Ketua HMI Cabang Garut, Sulton Hidayatullah yang dikonfirmasi melalui sambungan selulernya membeberkan, terkait alasan unjuk rasa yang di gelarnya, Jumat (14/10).

“Hari Selasa lalu kita menggelar Aksi di depan Kantor Dinas Pendidikan Kabupaten Garut karena ada hal yang menurut kita perlu disikapi secepatnya,” beber Sulton.

Menurut Sulton setidaknya ada tiga poin yang disikapi, pertama Pelayanan Publik yang buruk karna sampai empat kali HMI melayangkan surat audiensi ke Disdik Garut tidak pernah ada surat balasan.
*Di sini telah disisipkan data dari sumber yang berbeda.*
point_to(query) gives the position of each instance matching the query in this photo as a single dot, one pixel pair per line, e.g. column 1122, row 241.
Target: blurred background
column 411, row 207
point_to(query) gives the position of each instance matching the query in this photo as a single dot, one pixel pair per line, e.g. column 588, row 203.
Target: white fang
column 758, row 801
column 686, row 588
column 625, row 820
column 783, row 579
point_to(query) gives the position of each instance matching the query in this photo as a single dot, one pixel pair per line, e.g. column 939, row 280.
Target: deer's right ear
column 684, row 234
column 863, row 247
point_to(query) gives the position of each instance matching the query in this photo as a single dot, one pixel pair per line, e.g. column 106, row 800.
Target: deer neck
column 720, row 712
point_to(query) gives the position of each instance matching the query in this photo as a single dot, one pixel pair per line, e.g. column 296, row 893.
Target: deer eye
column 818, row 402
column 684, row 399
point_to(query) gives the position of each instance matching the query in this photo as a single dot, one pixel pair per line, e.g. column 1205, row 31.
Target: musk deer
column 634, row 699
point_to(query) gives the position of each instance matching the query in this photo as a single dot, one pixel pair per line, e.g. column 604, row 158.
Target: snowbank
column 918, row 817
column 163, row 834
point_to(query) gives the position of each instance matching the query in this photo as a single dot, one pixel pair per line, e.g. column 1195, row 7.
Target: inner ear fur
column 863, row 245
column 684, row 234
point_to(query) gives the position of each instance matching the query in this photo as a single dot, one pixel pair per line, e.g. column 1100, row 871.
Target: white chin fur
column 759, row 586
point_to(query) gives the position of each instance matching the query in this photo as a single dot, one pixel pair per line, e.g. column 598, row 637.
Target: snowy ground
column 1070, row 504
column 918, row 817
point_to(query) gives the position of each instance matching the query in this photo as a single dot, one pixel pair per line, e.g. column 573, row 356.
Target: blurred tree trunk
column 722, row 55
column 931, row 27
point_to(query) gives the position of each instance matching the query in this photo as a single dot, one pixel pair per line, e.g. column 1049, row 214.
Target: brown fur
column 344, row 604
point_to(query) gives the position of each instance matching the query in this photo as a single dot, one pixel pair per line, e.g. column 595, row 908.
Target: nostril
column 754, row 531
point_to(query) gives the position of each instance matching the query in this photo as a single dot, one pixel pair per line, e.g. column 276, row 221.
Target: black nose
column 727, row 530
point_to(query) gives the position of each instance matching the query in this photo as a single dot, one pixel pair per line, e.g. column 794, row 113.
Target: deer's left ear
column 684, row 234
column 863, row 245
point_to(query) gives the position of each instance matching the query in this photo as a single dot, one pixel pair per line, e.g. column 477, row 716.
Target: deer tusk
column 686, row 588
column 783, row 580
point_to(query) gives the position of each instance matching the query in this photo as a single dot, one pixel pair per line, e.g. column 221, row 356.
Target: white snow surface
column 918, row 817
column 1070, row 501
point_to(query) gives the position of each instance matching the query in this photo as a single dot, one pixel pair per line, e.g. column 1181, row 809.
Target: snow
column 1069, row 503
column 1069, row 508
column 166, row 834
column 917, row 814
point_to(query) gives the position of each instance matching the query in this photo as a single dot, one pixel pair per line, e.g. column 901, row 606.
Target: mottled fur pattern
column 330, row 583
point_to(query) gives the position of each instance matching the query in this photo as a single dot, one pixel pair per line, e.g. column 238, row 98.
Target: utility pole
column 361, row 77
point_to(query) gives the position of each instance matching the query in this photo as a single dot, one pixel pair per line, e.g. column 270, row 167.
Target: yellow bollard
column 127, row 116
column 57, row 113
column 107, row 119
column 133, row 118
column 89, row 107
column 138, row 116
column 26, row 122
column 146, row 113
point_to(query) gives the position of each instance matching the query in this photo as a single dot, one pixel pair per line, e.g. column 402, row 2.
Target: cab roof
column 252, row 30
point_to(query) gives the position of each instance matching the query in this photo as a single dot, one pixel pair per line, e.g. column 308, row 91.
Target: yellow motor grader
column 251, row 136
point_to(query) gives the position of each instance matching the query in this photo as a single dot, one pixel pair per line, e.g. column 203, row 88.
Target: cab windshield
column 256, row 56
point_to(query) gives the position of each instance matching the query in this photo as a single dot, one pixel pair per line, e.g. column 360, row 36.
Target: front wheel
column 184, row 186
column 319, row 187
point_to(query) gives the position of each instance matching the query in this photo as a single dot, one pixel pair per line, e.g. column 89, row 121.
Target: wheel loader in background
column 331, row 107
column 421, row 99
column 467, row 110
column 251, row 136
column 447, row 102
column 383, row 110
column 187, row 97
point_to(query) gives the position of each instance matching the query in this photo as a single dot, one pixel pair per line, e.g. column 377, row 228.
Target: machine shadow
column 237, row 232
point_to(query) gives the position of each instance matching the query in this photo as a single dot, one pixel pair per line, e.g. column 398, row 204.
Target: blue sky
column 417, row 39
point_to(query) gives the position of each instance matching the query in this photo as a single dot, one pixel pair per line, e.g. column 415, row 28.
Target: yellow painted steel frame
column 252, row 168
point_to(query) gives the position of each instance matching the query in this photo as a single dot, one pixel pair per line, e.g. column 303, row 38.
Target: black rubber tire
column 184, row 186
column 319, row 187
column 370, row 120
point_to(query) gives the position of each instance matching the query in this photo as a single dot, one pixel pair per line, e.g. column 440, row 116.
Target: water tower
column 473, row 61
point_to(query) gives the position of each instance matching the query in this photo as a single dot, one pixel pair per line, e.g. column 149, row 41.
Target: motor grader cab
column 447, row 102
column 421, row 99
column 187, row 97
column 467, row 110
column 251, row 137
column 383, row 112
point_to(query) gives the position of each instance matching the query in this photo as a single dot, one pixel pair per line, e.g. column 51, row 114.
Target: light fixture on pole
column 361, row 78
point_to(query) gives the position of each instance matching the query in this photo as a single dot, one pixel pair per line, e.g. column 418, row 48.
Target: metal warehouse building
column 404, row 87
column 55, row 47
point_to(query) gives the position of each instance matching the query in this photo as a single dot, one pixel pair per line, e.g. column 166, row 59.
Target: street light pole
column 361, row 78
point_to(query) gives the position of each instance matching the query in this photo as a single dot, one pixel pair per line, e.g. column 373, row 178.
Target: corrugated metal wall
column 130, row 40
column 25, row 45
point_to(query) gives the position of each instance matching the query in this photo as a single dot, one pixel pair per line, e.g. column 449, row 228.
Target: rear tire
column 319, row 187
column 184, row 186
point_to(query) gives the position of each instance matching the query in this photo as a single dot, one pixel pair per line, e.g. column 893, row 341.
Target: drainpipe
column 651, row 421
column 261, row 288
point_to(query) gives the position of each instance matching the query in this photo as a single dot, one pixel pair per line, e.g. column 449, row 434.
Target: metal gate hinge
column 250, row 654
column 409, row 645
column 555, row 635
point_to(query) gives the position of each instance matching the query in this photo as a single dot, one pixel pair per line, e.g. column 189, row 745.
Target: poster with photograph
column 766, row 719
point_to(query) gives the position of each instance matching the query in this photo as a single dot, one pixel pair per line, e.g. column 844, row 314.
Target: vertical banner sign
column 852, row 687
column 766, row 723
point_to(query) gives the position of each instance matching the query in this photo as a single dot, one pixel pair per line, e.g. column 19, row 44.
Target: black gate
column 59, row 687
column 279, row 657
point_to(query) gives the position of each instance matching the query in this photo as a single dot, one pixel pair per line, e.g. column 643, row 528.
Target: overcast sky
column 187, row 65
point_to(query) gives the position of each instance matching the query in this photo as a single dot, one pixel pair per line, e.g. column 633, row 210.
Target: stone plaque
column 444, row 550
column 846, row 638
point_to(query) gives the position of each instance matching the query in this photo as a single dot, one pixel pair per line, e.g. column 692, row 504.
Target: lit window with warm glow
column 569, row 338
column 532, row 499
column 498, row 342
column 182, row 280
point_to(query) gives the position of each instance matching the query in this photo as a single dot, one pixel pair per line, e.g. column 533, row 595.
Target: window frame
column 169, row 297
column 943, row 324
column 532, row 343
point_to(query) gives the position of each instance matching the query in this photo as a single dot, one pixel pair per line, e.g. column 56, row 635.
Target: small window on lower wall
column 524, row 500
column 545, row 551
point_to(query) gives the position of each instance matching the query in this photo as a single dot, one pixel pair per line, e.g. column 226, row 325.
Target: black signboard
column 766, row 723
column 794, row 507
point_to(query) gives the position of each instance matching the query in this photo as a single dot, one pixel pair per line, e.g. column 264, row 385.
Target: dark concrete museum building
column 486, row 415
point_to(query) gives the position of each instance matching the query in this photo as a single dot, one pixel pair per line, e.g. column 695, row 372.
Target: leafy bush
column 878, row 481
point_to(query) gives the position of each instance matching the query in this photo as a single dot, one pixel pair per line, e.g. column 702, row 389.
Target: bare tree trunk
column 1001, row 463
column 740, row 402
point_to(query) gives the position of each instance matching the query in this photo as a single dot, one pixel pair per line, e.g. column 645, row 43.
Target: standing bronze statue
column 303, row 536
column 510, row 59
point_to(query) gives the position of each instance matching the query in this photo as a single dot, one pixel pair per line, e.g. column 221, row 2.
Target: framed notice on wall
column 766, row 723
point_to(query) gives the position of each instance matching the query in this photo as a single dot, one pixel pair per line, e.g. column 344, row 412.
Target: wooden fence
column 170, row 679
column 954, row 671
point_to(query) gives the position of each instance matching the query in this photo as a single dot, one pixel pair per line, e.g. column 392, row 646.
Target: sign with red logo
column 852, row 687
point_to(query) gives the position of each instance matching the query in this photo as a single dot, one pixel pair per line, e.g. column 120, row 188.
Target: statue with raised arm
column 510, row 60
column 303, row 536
“Dua kali kita audensi itupun bukan Kadis yang menerima kita, beliau belum pernah menemui kita, ini sangat bertentangan dengan Undang-Undang No 25 Tahun 2009 Tentang Pelayanan Publik,” ujarnya dengan nada kecewa.

Ketua HMI Garut menyebutkan, kedatangan mereka terkait dengan laporan masyarakat tentang Penyelewengan dan Pungutan Liar Program Indonesia Pintar (PIP) dan Biaya Oprasional Sekolah (BOS).

“Beberapa pekan kemarin kita menyebarkan angket kepada masyarakat untuk mengecek sejauh mana Sekolah-sekolah menggunakan Dana Bos, dan ternyata hasilnya sangat jauh dari harapan,” sebutnya.

Tidak hanya itu, Sulton juga menyebutkan, pungutan liar dalam PIP sangat bertentangan dengan Permendikbud RI Nomor 44 Tahun 2019 TentangPenerimaan Peserta Didik Baru
Pada TK, SD, SMP, SMA dan SMK.

Sikap Kadisdik yang dianggap tidak kooperatif, maka HMI Cabang Garut akan langsung menemui Bupati Garut, guna membicarakan persoalan ini. (***).